Kayapó

A gesta dos irmãos míticos  

 

Em diversas etnografias sobre os índios kayapó do Brasil central pode-se encontrar traduzido um rico corpus mítico (Gordon, 2006; Lea, 1986; Luckesh, 1976; Vidal, 1977, Wilbert, 1978). Nele figuram diversos temas e personagens que cercam o universo real e imaginário desse povo indígena, e cuja plêiade de problemas abarca desde questões e elementos naturais, como astronômicos, ecológicos, geográficos, até questões culturais, econômicas, sociológicas, cosmológicas etc. Mas, embora de fato haja nos mitos vários códigos, um elemento constante em boa parte da cosmologia kayapó é a relação com o mundo exterior não Kayapó. Seja em relação ao mundo da natureza, ao mundo dos outros povos, ou ao mundo dos espíritos, várias narrativas apontam para a constituição de uma humanidade plena com base numa relação, muitas vezes predatória, com essas diversas secções do mundo exterior. Dentre essas narrativas, há registrada a gesta dos dois irmãos, Kukryt Kakô e Kukryt-Uire, que, em certos aspectos, ajudaram a fundar certos atributos caracterizadores da identidade Kayapó.  

 

Luta contra o Grande Gavião: 

Kukryt-Kakô e Kukryt-Uire eram dois meninos de aproximadamente dez anos. O avô estava fazendo flechas; e a avó (kwatyj) chamou os meninos para irem tirar palmito. Eles foram. A velha estava cortando palmito debaixo do Grande Gavião. O Gavião já vinha trazendo um homem que tinha pegado enquanto estava caçando. Quando pôs o homem no ninho, ele avistou a velha cortando palmito. Aí, o Gavião desceu, pegou a velha, subiu e botou no ninho. Os meninos ficaram chorando: “E agora?”. Os meninos quebram palha, botaram nas costas e foram embora. Chegaram chorando onde o avô estava fazendo as flechas. Ele perguntou: “Cadê a avó?”. “O Gavião pegou”. O avô disse: “Eu vou matar o Gavião”. Mas não matou, foi só olhar. O Gavião estava pousado num jatobá; o avô olhou e voltou chorando. O Gavião estava comendo a velha. Aí ele ficou pensando, à noite, o que iria fazer com o Gavião.
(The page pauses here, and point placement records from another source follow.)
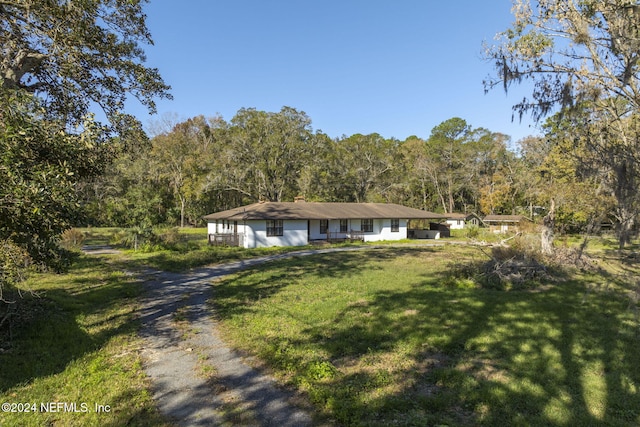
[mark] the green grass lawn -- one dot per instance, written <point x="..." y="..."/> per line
<point x="378" y="338"/>
<point x="76" y="343"/>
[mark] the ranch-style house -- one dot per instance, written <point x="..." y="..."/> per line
<point x="300" y="223"/>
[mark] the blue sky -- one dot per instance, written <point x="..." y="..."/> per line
<point x="397" y="68"/>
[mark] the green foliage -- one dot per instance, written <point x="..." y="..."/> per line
<point x="72" y="239"/>
<point x="78" y="53"/>
<point x="40" y="165"/>
<point x="379" y="338"/>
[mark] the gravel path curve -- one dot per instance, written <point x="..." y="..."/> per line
<point x="197" y="379"/>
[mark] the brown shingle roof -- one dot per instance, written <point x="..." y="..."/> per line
<point x="312" y="210"/>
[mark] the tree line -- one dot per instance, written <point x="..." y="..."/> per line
<point x="202" y="165"/>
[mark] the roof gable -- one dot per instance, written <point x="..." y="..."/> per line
<point x="313" y="210"/>
<point x="504" y="218"/>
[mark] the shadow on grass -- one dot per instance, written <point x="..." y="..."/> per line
<point x="435" y="354"/>
<point x="47" y="336"/>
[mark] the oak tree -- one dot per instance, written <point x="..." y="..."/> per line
<point x="582" y="54"/>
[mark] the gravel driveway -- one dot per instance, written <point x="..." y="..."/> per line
<point x="197" y="379"/>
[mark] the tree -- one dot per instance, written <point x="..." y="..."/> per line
<point x="182" y="157"/>
<point x="582" y="54"/>
<point x="78" y="55"/>
<point x="266" y="152"/>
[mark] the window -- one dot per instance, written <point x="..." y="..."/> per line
<point x="274" y="227"/>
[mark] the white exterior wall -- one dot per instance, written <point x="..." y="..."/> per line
<point x="294" y="234"/>
<point x="334" y="227"/>
<point x="295" y="231"/>
<point x="382" y="231"/>
<point x="223" y="227"/>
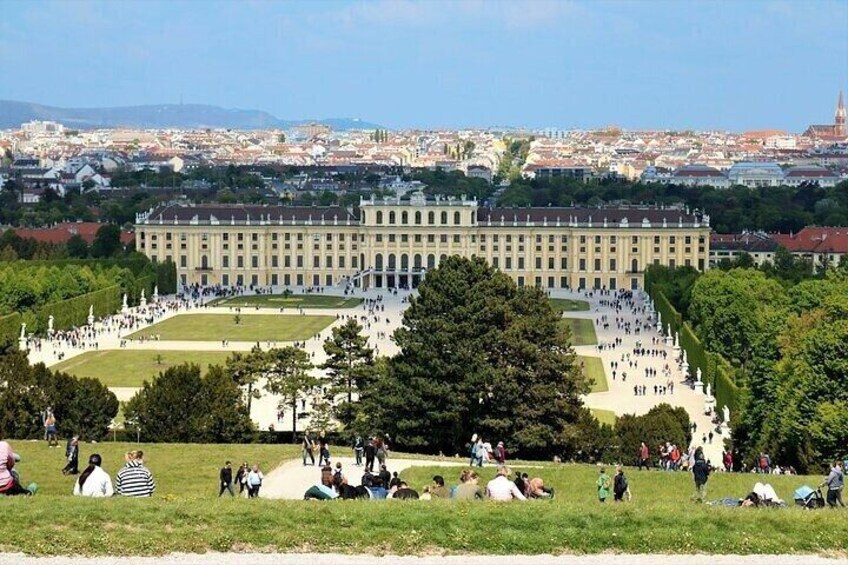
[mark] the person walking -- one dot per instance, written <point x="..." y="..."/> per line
<point x="254" y="482"/>
<point x="50" y="433"/>
<point x="701" y="473"/>
<point x="94" y="481"/>
<point x="134" y="479"/>
<point x="603" y="483"/>
<point x="644" y="456"/>
<point x="370" y="455"/>
<point x="241" y="477"/>
<point x="835" y="482"/>
<point x="620" y="486"/>
<point x="226" y="479"/>
<point x="308" y="448"/>
<point x="72" y="453"/>
<point x="358" y="449"/>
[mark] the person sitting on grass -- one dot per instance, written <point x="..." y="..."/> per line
<point x="537" y="489"/>
<point x="320" y="492"/>
<point x="469" y="489"/>
<point x="10" y="484"/>
<point x="437" y="489"/>
<point x="603" y="483"/>
<point x="134" y="479"/>
<point x="94" y="481"/>
<point x="502" y="489"/>
<point x="403" y="492"/>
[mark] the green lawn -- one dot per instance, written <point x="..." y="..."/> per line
<point x="594" y="368"/>
<point x="124" y="367"/>
<point x="568" y="305"/>
<point x="582" y="331"/>
<point x="604" y="416"/>
<point x="290" y="301"/>
<point x="186" y="515"/>
<point x="251" y="327"/>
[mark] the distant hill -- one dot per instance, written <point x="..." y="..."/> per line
<point x="13" y="114"/>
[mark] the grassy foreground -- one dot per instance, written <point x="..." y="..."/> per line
<point x="251" y="327"/>
<point x="593" y="367"/>
<point x="130" y="368"/>
<point x="186" y="516"/>
<point x="582" y="331"/>
<point x="291" y="301"/>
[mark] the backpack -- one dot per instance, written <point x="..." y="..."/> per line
<point x="620" y="484"/>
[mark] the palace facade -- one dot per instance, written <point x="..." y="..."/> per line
<point x="393" y="243"/>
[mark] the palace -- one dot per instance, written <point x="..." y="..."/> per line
<point x="393" y="243"/>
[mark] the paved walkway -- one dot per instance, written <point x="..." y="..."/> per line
<point x="620" y="397"/>
<point x="290" y="480"/>
<point x="338" y="559"/>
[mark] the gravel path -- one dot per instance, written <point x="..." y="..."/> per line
<point x="336" y="559"/>
<point x="290" y="480"/>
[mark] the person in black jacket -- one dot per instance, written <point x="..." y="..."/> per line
<point x="226" y="478"/>
<point x="370" y="454"/>
<point x="72" y="453"/>
<point x="619" y="485"/>
<point x="701" y="472"/>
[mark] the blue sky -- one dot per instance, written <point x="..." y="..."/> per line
<point x="638" y="64"/>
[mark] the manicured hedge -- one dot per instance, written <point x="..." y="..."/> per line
<point x="10" y="329"/>
<point x="74" y="311"/>
<point x="715" y="369"/>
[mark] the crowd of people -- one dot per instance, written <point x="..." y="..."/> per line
<point x="383" y="485"/>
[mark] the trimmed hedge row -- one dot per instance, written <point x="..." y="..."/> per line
<point x="10" y="329"/>
<point x="715" y="369"/>
<point x="74" y="311"/>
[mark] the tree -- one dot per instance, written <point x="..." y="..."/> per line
<point x="77" y="247"/>
<point x="350" y="365"/>
<point x="287" y="372"/>
<point x="246" y="369"/>
<point x="479" y="354"/>
<point x="107" y="241"/>
<point x="223" y="416"/>
<point x="21" y="399"/>
<point x="182" y="406"/>
<point x="165" y="409"/>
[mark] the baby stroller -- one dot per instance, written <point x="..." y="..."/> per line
<point x="807" y="498"/>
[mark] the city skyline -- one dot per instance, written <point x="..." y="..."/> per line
<point x="652" y="65"/>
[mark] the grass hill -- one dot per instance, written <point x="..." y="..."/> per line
<point x="186" y="515"/>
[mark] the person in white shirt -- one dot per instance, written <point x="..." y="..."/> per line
<point x="501" y="488"/>
<point x="94" y="481"/>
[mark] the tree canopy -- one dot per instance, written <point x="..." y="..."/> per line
<point x="479" y="355"/>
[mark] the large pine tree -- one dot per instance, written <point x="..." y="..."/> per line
<point x="479" y="355"/>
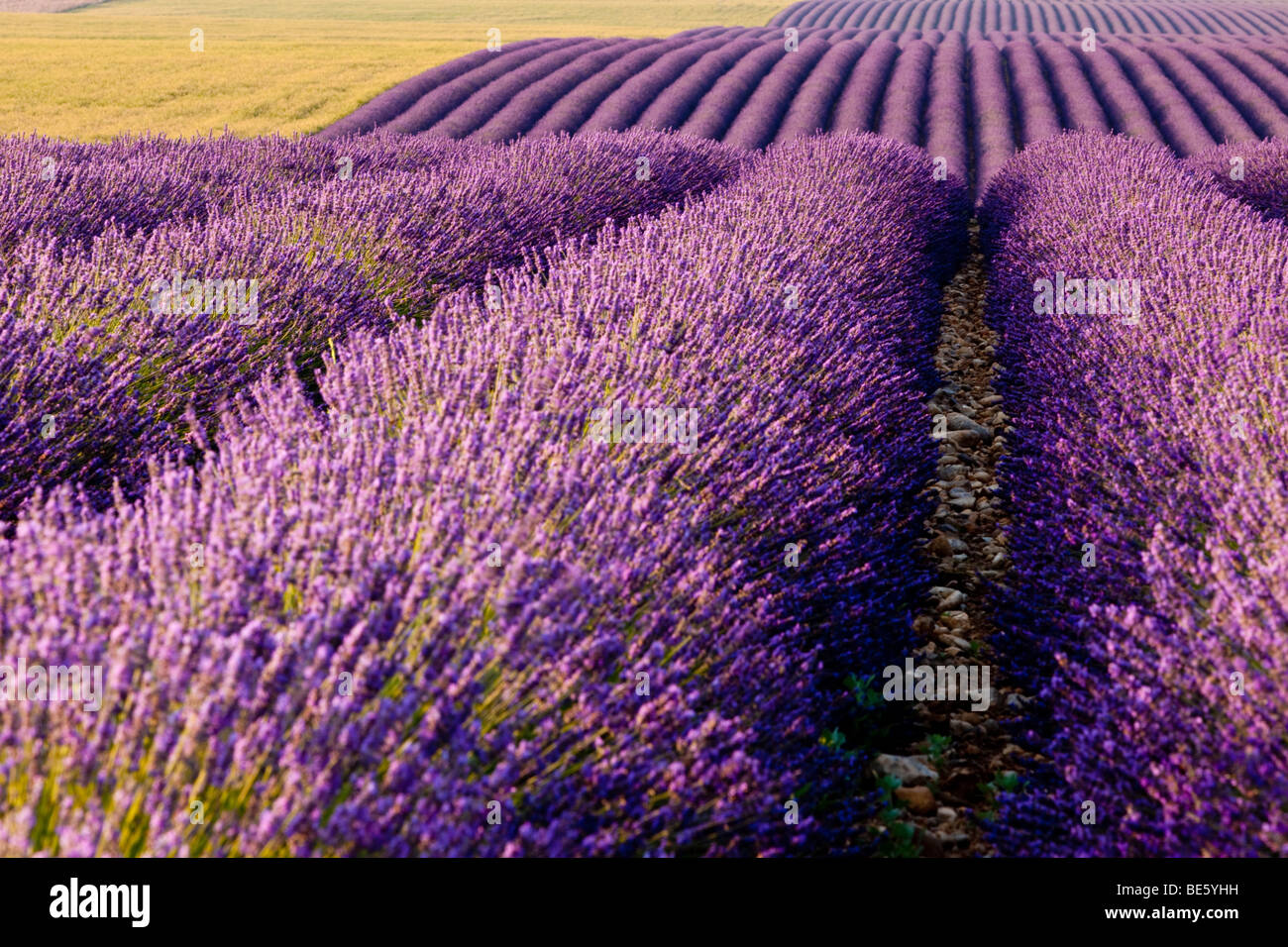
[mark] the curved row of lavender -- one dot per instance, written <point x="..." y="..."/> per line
<point x="969" y="98"/>
<point x="1256" y="174"/>
<point x="1041" y="17"/>
<point x="326" y="239"/>
<point x="1146" y="492"/>
<point x="439" y="616"/>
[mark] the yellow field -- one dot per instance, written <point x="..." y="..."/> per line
<point x="278" y="64"/>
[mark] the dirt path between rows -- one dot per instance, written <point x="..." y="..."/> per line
<point x="957" y="758"/>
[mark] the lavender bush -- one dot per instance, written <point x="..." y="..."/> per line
<point x="1151" y="440"/>
<point x="368" y="628"/>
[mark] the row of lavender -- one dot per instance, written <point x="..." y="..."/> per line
<point x="147" y="281"/>
<point x="472" y="605"/>
<point x="1145" y="350"/>
<point x="970" y="99"/>
<point x="1047" y="16"/>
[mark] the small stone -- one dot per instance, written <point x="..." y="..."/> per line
<point x="930" y="844"/>
<point x="912" y="771"/>
<point x="943" y="544"/>
<point x="918" y="799"/>
<point x="960" y="421"/>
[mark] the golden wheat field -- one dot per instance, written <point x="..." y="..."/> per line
<point x="266" y="65"/>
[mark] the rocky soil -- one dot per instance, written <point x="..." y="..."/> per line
<point x="956" y="757"/>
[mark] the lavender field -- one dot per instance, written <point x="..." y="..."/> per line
<point x="862" y="434"/>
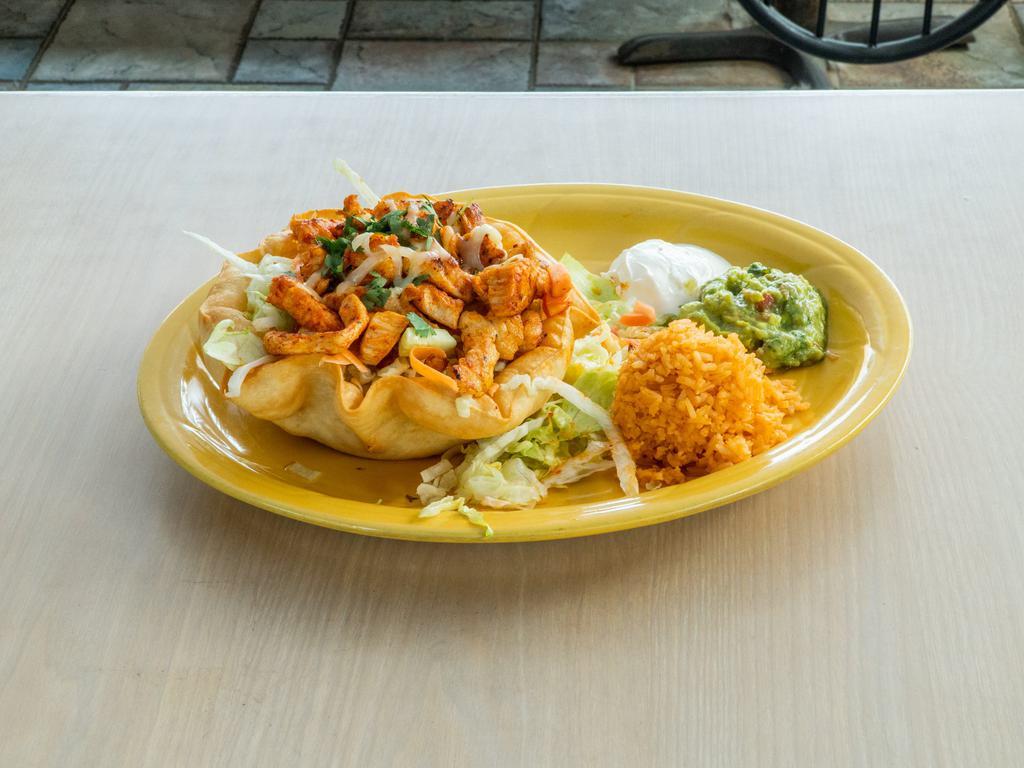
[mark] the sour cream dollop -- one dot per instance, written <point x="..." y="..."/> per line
<point x="665" y="274"/>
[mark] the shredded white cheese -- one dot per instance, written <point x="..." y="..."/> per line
<point x="370" y="199"/>
<point x="239" y="377"/>
<point x="463" y="406"/>
<point x="626" y="468"/>
<point x="469" y="249"/>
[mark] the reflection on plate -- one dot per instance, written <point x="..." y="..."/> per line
<point x="869" y="336"/>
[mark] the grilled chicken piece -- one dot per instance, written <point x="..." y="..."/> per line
<point x="306" y="230"/>
<point x="352" y="207"/>
<point x="444" y="209"/>
<point x="281" y="342"/>
<point x="532" y="330"/>
<point x="434" y="303"/>
<point x="384" y="207"/>
<point x="491" y="253"/>
<point x="332" y="342"/>
<point x="510" y="335"/>
<point x="475" y="370"/>
<point x="432" y="356"/>
<point x="444" y="271"/>
<point x="507" y="288"/>
<point x="450" y="240"/>
<point x="381" y="335"/>
<point x="303" y="304"/>
<point x="469" y="218"/>
<point x="308" y="261"/>
<point x="353" y="312"/>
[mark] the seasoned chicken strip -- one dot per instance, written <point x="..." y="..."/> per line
<point x="443" y="270"/>
<point x="353" y="312"/>
<point x="381" y="335"/>
<point x="302" y="303"/>
<point x="469" y="218"/>
<point x="510" y="335"/>
<point x="333" y="342"/>
<point x="307" y="230"/>
<point x="444" y="210"/>
<point x="506" y="288"/>
<point x="352" y="207"/>
<point x="532" y="330"/>
<point x="384" y="267"/>
<point x="491" y="253"/>
<point x="308" y="261"/>
<point x="450" y="240"/>
<point x="434" y="303"/>
<point x="475" y="370"/>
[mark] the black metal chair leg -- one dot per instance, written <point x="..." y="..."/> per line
<point x="752" y="44"/>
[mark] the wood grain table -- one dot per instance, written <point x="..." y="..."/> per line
<point x="867" y="612"/>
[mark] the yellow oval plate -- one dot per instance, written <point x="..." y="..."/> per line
<point x="869" y="336"/>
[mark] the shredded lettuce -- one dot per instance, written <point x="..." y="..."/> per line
<point x="570" y="437"/>
<point x="458" y="504"/>
<point x="600" y="291"/>
<point x="594" y="287"/>
<point x="265" y="315"/>
<point x="231" y="347"/>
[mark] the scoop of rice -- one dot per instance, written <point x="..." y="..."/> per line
<point x="689" y="402"/>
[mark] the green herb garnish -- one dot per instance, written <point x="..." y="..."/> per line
<point x="376" y="292"/>
<point x="420" y="327"/>
<point x="396" y="223"/>
<point x="334" y="261"/>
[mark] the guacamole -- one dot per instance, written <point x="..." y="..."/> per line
<point x="777" y="315"/>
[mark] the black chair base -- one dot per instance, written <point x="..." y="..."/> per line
<point x="755" y="44"/>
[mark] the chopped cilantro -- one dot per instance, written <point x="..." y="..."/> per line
<point x="334" y="263"/>
<point x="396" y="223"/>
<point x="420" y="327"/>
<point x="376" y="293"/>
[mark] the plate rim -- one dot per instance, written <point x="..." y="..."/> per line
<point x="647" y="512"/>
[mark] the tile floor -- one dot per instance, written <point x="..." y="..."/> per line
<point x="429" y="45"/>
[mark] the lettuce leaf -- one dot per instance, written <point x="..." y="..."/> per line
<point x="232" y="347"/>
<point x="600" y="292"/>
<point x="594" y="287"/>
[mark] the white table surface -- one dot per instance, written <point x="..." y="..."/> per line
<point x="869" y="611"/>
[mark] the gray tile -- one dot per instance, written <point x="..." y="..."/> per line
<point x="221" y="87"/>
<point x="712" y="76"/>
<point x="995" y="59"/>
<point x="581" y="65"/>
<point x="443" y="19"/>
<point x="301" y="19"/>
<point x="151" y="40"/>
<point x="74" y="86"/>
<point x="613" y="19"/>
<point x="28" y="17"/>
<point x="286" y="61"/>
<point x="15" y="55"/>
<point x="433" y="67"/>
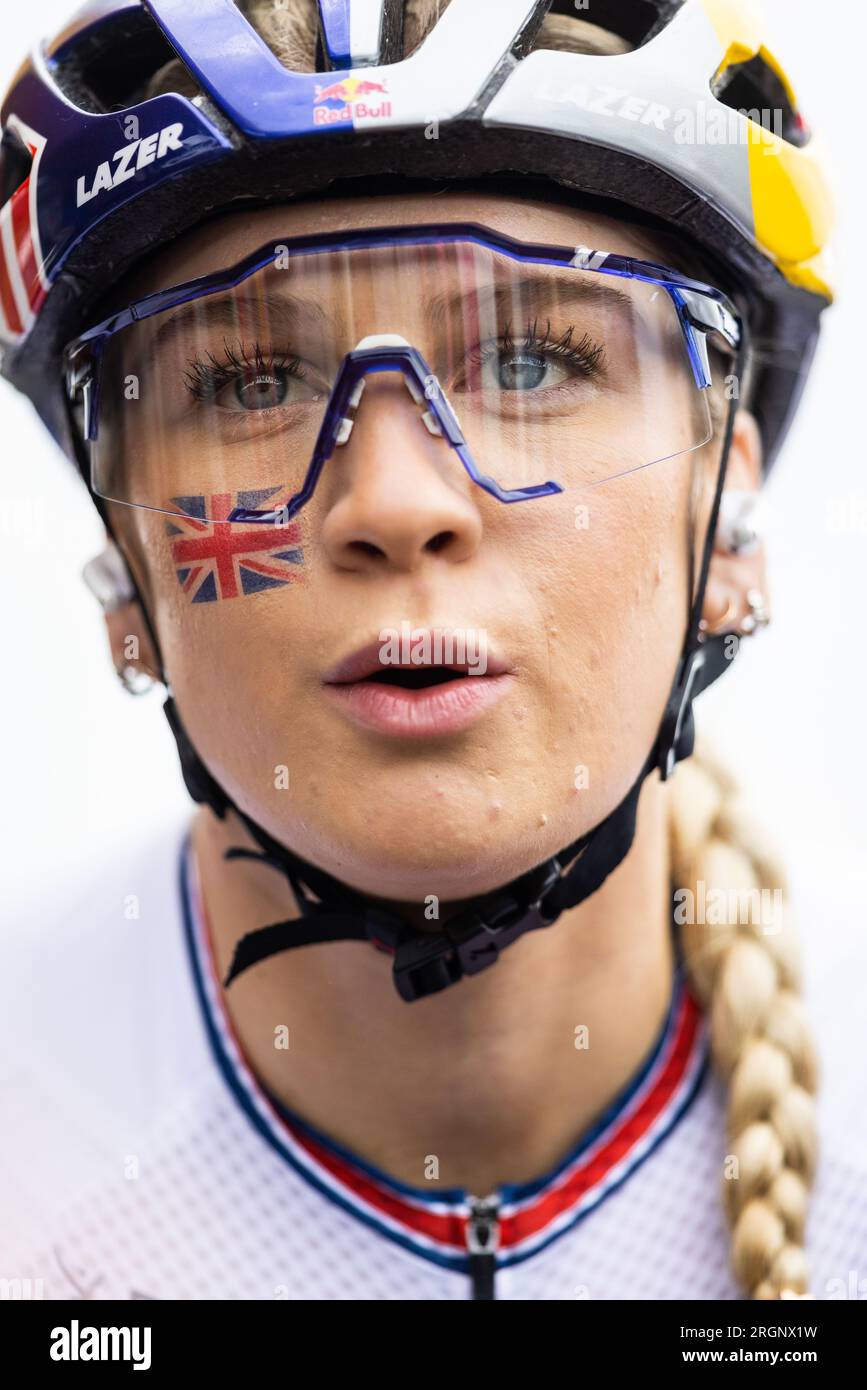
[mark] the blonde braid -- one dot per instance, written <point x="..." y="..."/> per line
<point x="745" y="973"/>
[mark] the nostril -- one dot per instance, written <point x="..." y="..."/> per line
<point x="367" y="548"/>
<point x="439" y="541"/>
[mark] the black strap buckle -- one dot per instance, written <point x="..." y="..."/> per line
<point x="470" y="943"/>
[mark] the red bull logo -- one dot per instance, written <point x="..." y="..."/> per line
<point x="349" y="97"/>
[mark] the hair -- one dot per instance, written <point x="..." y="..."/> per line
<point x="744" y="975"/>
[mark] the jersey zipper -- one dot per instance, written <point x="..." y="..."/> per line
<point x="482" y="1244"/>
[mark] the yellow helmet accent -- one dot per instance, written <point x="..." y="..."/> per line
<point x="792" y="205"/>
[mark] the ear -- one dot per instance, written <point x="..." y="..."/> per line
<point x="732" y="576"/>
<point x="129" y="641"/>
<point x="132" y="649"/>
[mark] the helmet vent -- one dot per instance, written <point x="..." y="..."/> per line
<point x="111" y="67"/>
<point x="15" y="161"/>
<point x="755" y="89"/>
<point x="630" y="21"/>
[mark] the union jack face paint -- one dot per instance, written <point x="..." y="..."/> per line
<point x="214" y="560"/>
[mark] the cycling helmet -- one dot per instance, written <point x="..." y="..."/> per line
<point x="694" y="127"/>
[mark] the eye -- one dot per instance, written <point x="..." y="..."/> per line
<point x="521" y="370"/>
<point x="538" y="363"/>
<point x="256" y="391"/>
<point x="249" y="381"/>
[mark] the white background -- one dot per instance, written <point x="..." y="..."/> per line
<point x="85" y="766"/>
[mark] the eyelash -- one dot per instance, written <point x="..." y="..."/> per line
<point x="585" y="355"/>
<point x="204" y="380"/>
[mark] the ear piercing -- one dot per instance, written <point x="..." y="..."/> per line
<point x="109" y="578"/>
<point x="759" y="616"/>
<point x="759" y="613"/>
<point x="739" y="524"/>
<point x="134" y="680"/>
<point x="110" y="583"/>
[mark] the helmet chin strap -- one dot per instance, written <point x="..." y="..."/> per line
<point x="473" y="937"/>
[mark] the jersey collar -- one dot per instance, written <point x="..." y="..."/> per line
<point x="434" y="1222"/>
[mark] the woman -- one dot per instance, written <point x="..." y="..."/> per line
<point x="427" y="421"/>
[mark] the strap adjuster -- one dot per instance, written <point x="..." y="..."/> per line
<point x="470" y="943"/>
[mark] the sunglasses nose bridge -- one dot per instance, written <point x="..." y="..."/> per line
<point x="386" y="353"/>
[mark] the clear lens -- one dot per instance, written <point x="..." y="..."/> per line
<point x="555" y="373"/>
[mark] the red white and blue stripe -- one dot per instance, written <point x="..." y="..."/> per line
<point x="434" y="1223"/>
<point x="22" y="280"/>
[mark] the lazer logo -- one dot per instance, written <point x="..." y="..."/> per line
<point x="125" y="161"/>
<point x="606" y="100"/>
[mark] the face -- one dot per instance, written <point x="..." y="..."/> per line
<point x="574" y="606"/>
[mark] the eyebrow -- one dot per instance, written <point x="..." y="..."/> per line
<point x="568" y="289"/>
<point x="278" y="310"/>
<point x="285" y="312"/>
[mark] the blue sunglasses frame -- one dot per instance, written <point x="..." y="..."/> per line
<point x="700" y="310"/>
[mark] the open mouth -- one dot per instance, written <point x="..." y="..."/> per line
<point x="417" y="677"/>
<point x="414" y="699"/>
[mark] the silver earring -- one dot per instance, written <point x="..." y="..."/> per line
<point x="759" y="613"/>
<point x="134" y="680"/>
<point x="109" y="578"/>
<point x="739" y="527"/>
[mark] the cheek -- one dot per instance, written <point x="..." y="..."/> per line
<point x="232" y="603"/>
<point x="610" y="584"/>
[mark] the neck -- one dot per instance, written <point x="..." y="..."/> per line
<point x="491" y="1076"/>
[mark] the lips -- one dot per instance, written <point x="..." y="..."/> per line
<point x="413" y="699"/>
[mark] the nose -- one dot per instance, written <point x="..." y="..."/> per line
<point x="396" y="495"/>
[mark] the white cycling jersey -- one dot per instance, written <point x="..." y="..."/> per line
<point x="142" y="1158"/>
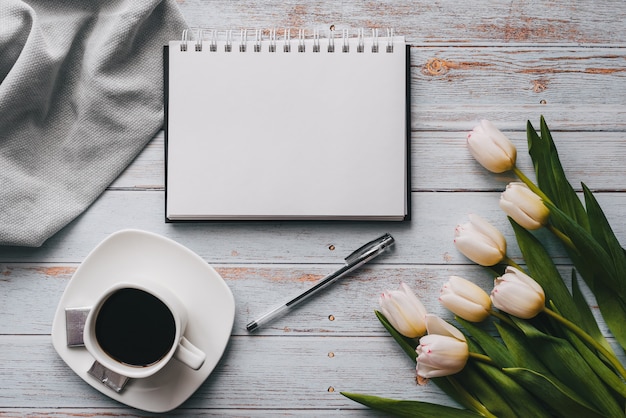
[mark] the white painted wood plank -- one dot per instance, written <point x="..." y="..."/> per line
<point x="284" y="372"/>
<point x="344" y="309"/>
<point x="446" y="21"/>
<point x="440" y="161"/>
<point x="427" y="239"/>
<point x="575" y="88"/>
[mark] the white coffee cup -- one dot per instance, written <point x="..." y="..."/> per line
<point x="114" y="307"/>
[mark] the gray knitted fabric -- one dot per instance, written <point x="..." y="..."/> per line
<point x="80" y="96"/>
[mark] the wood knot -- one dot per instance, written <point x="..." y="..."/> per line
<point x="435" y="66"/>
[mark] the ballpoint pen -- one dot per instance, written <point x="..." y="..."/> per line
<point x="352" y="262"/>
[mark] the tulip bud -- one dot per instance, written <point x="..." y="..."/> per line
<point x="491" y="148"/>
<point x="518" y="294"/>
<point x="404" y="311"/>
<point x="524" y="206"/>
<point x="480" y="241"/>
<point x="465" y="299"/>
<point x="443" y="351"/>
No outro dia ele foi procurar um grotão grande. Quando encontrou, levou os meninos e os pôs dentro d’água. Alimentou-os com muita batata, beiju, banana, inhame. […]. Com cinqüenta dias os pés dos meninos já estavam do outro lado seco (na outra margem), bem para cima. Peixes andavam por cima deles, cobra, poraquê, jacaré. Todo bicho andava por cima deles, e eles ficavam quietos, não se mexiam. O peixe pensava que era pau. Quando o avô viu que os pés estavam do outro lado, do seco, ele foi buscar todo mundo, foi avisar. Ele fez borduna (kô), a lança comprida (nojx), buzina pequena de taboca (õ-i). Aí todo mundo foi, de manhã cedo, levar urucum, coco, talha de coco para tirar a gosma de peixe dos meninos. […]. 


Depois pintaram-nos de urucum. De noite, o avô fez um abrigo de palha (ka’ê) para matar o Gavião. Às cinco horas da manhã os dois irmãos entraram e esperaram o dia abrir. Ninguém foi com eles. Quando era as dez KukrytUire saiu e chamou de cima, isto várias vezes. Quando o Gavião cansou, botou a língua de fora e ficou com as asas abertas. Os dois irmãos ficaram com medo de matar. O gavião subiu de novo, depois desceu e, desta vez, eles mataram com a lança, mataram com a borduna, tiraram a penugem e puseram na cabeça como enfeite e ficaram cantando. Chegaram lá para contar ao velho. Todo mundo foi então cortar o Gavião miúdo, miudinho. No mato, tiraram uma pena e saiu um gavião, uma pena menor, saiu um urubu, outra pena, uma arara. Fizeram todas as aves. 

 

Fonte:

MANO, M. Sobre as penas do gavião mítico: história e cultura entre os Kayapó. Tellus, ano 12, n. 22, jan./jun. 2012. p. 139.